For coco farmers only

After nearly three decades and five presidents, the promised assistance to millions of coconut farmers remains elusive. Many of those years were spent—some were actually wasted—on tedious court litigations against private persons who had benefited from the controversial coconut levy funds. Last week, the Supreme Court ruled with finality on yet another case involving the money collected from the farmers during the Marcos regime.

The high court ruled on Eduardo “Danding” Cojuangco’s “commission” in the form of shares of stocks that he received after negotiating the acquisition by the Philippine Coconut Authority (PCA) of First United Bank, the predecessor of United Coconut Planters Bank. The high court noted that Cojuangco, a known Marcos associate, had in effect received public assets then worth P10.88 million, given his admission that the PCA paid the entire acquisition price for the bank using levy funds. The high court also upheld the Sandiganbayan ruling on July 11, 2003, declaring the government the owner of 72.2 percent of UCBP, which the PCA bought using levy funds.

The amount involved in last week’s ruling may run into the millions of pesos but will definitely pale vis-à-vis the value of the sequestered shares of San Miguel Corp. that the Supreme Court ruled in January 2012 as belonging to the coconut farmers, for being acquired using coconut levy funds. The shares, equivalent to 24 percent of SMC, were valued at P84 billion back then.

On Oct. 5, 2012, a day after the high court ruled with finality that the shares belonged to the government on behalf of the coconut sector, SMC formally turned over P57.6 billion to the government-owned Coconut Industry Investment Fund, which is mandated to assist the more than three million coconut farmers nationwide, as payment for 700 million preferred shares redeemed in September. (The 24-percent stake in SMC that was the subject of the high court’s decision was converted into 700 million redeemable preferred shares.) No less than Cojuangco awarded the check to then CIIF president Jess Arranza.

Despite the string of legal victories for the coconut sector, the pressing issue is how best to use the money to immediately help the coconut farmers. At the turnover of the funds to the CIIF in October 2012, Arranza said the amount would help fund programs benefiting the coconut industry and its farmers, adding that part of it would go to research and development (R&D) as well as livelihood programs for the farmers.
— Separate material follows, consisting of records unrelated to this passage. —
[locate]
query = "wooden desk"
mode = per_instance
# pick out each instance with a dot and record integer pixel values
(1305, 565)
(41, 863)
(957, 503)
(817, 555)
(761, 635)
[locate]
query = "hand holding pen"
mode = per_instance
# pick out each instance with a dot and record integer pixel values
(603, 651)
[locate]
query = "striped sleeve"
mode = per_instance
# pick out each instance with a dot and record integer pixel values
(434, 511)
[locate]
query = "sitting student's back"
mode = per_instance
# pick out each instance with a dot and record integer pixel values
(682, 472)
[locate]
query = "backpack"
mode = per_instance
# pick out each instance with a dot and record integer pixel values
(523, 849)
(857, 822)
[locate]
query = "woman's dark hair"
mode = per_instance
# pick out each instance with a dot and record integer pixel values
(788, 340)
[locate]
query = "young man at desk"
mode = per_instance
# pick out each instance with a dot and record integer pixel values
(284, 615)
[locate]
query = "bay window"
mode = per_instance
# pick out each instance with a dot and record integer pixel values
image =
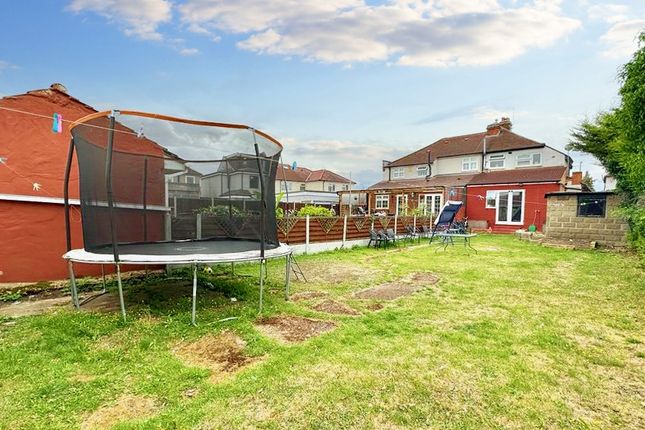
(497, 161)
(382, 201)
(469, 164)
(510, 207)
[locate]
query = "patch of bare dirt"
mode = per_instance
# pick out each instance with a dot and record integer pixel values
(222, 354)
(292, 328)
(100, 302)
(337, 272)
(333, 307)
(307, 295)
(33, 307)
(399, 288)
(127, 407)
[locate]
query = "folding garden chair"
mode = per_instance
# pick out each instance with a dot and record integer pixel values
(375, 239)
(445, 228)
(390, 236)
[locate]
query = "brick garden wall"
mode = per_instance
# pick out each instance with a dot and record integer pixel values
(563, 224)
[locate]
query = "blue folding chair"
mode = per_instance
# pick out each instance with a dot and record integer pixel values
(444, 227)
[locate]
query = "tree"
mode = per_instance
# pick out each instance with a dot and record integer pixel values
(617, 139)
(587, 181)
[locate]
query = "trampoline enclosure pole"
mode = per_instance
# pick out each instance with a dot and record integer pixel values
(72, 281)
(262, 196)
(194, 292)
(287, 276)
(262, 268)
(103, 276)
(108, 187)
(118, 280)
(68, 169)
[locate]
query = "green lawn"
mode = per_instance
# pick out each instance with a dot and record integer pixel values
(517, 336)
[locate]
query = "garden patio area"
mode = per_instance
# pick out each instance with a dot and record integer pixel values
(515, 336)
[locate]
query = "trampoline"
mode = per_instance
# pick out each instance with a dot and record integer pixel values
(159, 190)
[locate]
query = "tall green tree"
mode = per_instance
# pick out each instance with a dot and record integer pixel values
(617, 139)
(587, 181)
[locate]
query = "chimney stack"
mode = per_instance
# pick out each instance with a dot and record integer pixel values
(494, 128)
(58, 87)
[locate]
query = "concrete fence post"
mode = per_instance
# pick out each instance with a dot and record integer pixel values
(344, 230)
(306, 234)
(168, 226)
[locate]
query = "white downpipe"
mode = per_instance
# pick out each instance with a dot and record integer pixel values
(306, 234)
(344, 230)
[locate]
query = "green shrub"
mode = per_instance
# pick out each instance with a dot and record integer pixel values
(219, 210)
(312, 210)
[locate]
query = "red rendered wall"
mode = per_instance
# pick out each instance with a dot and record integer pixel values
(534, 201)
(33, 242)
(33, 234)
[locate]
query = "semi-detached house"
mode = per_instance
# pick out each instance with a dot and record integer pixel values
(500, 176)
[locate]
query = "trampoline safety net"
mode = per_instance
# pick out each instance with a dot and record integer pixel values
(158, 185)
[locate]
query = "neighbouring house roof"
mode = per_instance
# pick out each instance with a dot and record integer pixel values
(286, 173)
(327, 175)
(466, 144)
(541, 174)
(302, 174)
(436, 181)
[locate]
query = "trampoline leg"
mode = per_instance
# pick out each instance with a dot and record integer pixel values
(103, 276)
(261, 283)
(287, 277)
(194, 293)
(120, 285)
(72, 281)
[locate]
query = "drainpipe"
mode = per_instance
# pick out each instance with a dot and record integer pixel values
(484, 153)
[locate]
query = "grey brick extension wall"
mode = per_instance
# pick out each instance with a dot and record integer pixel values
(563, 224)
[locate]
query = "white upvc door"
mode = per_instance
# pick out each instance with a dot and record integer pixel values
(510, 207)
(402, 204)
(431, 202)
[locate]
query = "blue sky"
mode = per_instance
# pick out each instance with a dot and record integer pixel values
(342, 83)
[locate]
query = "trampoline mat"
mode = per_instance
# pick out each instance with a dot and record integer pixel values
(187, 247)
(208, 251)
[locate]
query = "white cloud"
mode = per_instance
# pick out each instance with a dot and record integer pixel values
(608, 12)
(621, 40)
(407, 32)
(186, 52)
(139, 18)
(341, 156)
(5, 65)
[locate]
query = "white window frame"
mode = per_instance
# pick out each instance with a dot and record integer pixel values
(380, 199)
(469, 164)
(509, 212)
(491, 195)
(405, 199)
(496, 157)
(530, 159)
(429, 209)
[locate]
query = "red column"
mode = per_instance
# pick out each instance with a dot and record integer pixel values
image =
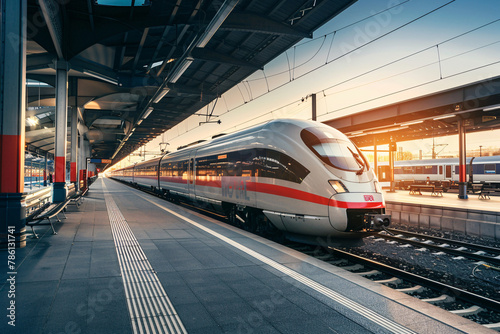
(12, 163)
(12, 123)
(59, 192)
(462, 161)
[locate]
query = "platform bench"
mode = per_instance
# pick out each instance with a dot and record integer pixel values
(52, 211)
(416, 189)
(77, 198)
(485, 192)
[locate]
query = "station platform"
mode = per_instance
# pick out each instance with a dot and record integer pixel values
(471, 216)
(449, 199)
(129, 262)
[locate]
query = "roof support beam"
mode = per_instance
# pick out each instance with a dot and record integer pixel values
(213, 56)
(139, 49)
(241, 21)
(50, 10)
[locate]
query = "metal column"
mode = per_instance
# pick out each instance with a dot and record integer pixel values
(313, 107)
(462, 161)
(60, 189)
(74, 147)
(12, 122)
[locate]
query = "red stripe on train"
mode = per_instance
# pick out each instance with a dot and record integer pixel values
(273, 189)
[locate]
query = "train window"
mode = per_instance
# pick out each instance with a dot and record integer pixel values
(336, 152)
(478, 169)
(489, 169)
(251, 162)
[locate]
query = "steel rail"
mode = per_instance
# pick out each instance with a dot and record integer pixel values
(470, 297)
(456, 252)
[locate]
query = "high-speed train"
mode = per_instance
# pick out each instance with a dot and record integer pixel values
(446, 171)
(300, 177)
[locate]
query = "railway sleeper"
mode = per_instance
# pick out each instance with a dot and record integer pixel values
(369, 273)
(439, 300)
(468, 311)
(392, 280)
(413, 289)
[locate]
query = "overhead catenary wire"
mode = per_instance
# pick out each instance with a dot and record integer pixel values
(324, 90)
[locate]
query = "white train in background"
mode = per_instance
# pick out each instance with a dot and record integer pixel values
(300, 177)
(441, 171)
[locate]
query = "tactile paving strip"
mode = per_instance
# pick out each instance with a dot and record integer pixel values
(149, 306)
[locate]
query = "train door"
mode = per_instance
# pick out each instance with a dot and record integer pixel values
(191, 175)
(447, 172)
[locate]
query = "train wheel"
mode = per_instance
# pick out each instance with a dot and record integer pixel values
(251, 222)
(231, 216)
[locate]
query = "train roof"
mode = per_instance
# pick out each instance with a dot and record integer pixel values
(276, 125)
(448, 161)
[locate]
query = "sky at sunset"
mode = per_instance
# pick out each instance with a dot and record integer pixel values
(372, 54)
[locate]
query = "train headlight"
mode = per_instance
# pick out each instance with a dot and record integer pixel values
(338, 186)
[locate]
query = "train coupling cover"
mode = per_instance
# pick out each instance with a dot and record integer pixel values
(376, 221)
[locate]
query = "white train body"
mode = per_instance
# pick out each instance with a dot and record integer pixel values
(305, 177)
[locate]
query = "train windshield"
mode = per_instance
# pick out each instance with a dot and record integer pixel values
(334, 150)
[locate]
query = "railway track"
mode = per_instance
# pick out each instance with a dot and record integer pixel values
(480, 309)
(483, 310)
(456, 248)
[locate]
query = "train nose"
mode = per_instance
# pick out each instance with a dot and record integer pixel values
(377, 222)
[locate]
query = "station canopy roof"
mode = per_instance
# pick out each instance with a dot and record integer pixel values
(138, 68)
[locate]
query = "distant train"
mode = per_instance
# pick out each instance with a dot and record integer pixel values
(300, 177)
(444, 171)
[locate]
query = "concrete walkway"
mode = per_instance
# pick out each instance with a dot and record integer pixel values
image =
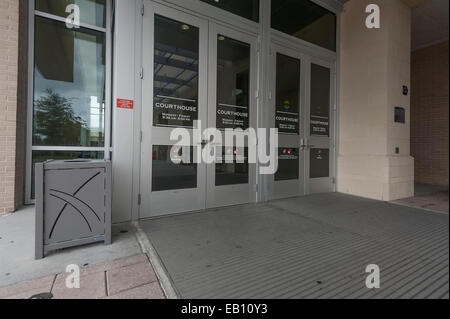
(128, 278)
(17, 262)
(313, 247)
(118, 271)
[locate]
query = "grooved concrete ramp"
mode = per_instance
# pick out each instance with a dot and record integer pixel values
(312, 247)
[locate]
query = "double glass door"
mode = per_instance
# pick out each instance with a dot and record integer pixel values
(203, 76)
(302, 91)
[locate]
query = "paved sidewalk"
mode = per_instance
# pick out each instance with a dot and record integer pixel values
(311, 247)
(128, 278)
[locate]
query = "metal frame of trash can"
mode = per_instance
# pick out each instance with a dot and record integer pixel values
(41, 249)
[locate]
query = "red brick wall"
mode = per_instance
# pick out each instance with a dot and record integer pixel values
(9, 35)
(429, 114)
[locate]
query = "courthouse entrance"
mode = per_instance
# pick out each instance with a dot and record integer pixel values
(204, 72)
(208, 71)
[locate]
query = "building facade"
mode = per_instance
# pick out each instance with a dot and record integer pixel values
(115, 87)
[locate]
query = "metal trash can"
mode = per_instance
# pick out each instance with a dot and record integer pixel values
(73, 204)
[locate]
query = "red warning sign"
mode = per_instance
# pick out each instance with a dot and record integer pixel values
(125, 104)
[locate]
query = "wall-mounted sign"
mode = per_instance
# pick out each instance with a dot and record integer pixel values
(287, 121)
(288, 164)
(320, 100)
(320, 121)
(319, 163)
(233, 117)
(405, 90)
(174, 112)
(125, 104)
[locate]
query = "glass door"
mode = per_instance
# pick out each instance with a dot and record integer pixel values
(174, 96)
(231, 105)
(288, 100)
(321, 116)
(203, 76)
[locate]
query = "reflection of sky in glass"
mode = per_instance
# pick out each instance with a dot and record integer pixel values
(87, 90)
(91, 11)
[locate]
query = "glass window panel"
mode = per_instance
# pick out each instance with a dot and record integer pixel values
(69, 86)
(320, 100)
(319, 163)
(92, 12)
(166, 175)
(232, 173)
(288, 95)
(288, 164)
(42, 156)
(305, 20)
(176, 73)
(248, 9)
(233, 83)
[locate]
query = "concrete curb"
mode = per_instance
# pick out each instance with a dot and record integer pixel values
(161, 272)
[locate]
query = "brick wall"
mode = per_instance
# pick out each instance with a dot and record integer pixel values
(429, 114)
(9, 35)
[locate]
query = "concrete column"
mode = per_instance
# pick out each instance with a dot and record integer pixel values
(9, 52)
(374, 154)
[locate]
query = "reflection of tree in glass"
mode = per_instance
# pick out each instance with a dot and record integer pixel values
(55, 122)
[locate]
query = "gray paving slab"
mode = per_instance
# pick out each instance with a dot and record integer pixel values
(311, 247)
(17, 262)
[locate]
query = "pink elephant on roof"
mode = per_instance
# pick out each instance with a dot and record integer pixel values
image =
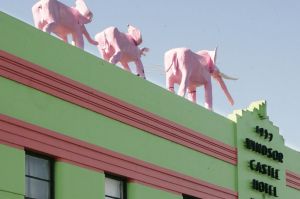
(116, 46)
(191, 70)
(54, 16)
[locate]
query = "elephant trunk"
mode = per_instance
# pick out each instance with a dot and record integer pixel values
(224, 88)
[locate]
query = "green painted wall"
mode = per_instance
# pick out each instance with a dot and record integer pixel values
(12, 172)
(43, 110)
(49, 112)
(76, 64)
(72, 182)
(138, 191)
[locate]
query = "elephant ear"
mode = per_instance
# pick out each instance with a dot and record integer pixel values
(135, 34)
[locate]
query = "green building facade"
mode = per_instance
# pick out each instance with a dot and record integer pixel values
(73, 126)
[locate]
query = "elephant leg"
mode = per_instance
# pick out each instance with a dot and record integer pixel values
(170, 83)
(140, 68)
(208, 95)
(63, 38)
(78, 39)
(116, 57)
(126, 66)
(37, 17)
(104, 55)
(192, 95)
(183, 84)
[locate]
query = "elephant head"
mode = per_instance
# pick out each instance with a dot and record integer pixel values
(86, 14)
(211, 56)
(135, 34)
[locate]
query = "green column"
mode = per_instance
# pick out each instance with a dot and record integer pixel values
(72, 182)
(12, 173)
Last January, the First Coconut Farmers and Industry Stakeholders’ Summit was held and industry groups expressed support for the government plan to create a trust fund to hold the coconut levy funds. Agriculture Secretary Proceso Alcala raised a salient point: the investment of the levy funds in safe instruments so that the interest could be used for projects with an “immediate impact” on the industry. Some groups have suggested that the fund be used for coconut planting and replanting, seed farm development, fertilization and pest control, provision of livelihood and credit for business capital, scholarships, R&D for technologies to benefit the industry, and provision of insurance and health coverage for farmers.

The question now is: What is keeping the government from initiating these activities? The Presidential Task Force on the Coco Levy Fund, which is to determine where the recovered coconut levy funds should go, has been in place since 2010. It is composed of representatives of the Presidential Management Staff, National Anti-Poverty Commission, Presidential Commission on Good Government, PCA, and the departments of agriculture, agrarian reform, finance, and budget and management.

There is not an iota of doubt that the money should be used to help only the coconut farmers. The Supreme Court has said so, and reiterated this fact in its order last week when it pointed out that the funds reconveyed to the government “shall be used only for the benefit of all coconut farmers and for the development of the coconut industry.” The high court’s ruling on the 24-percent block of SMC shares was issued with the same caveat.

The Aquino administration must now make the right moves to benefit the coconut industry, in particular the small farmers who still account for a big portion of the rural poor. These farmers paid that levy. It’s time they benefited from it.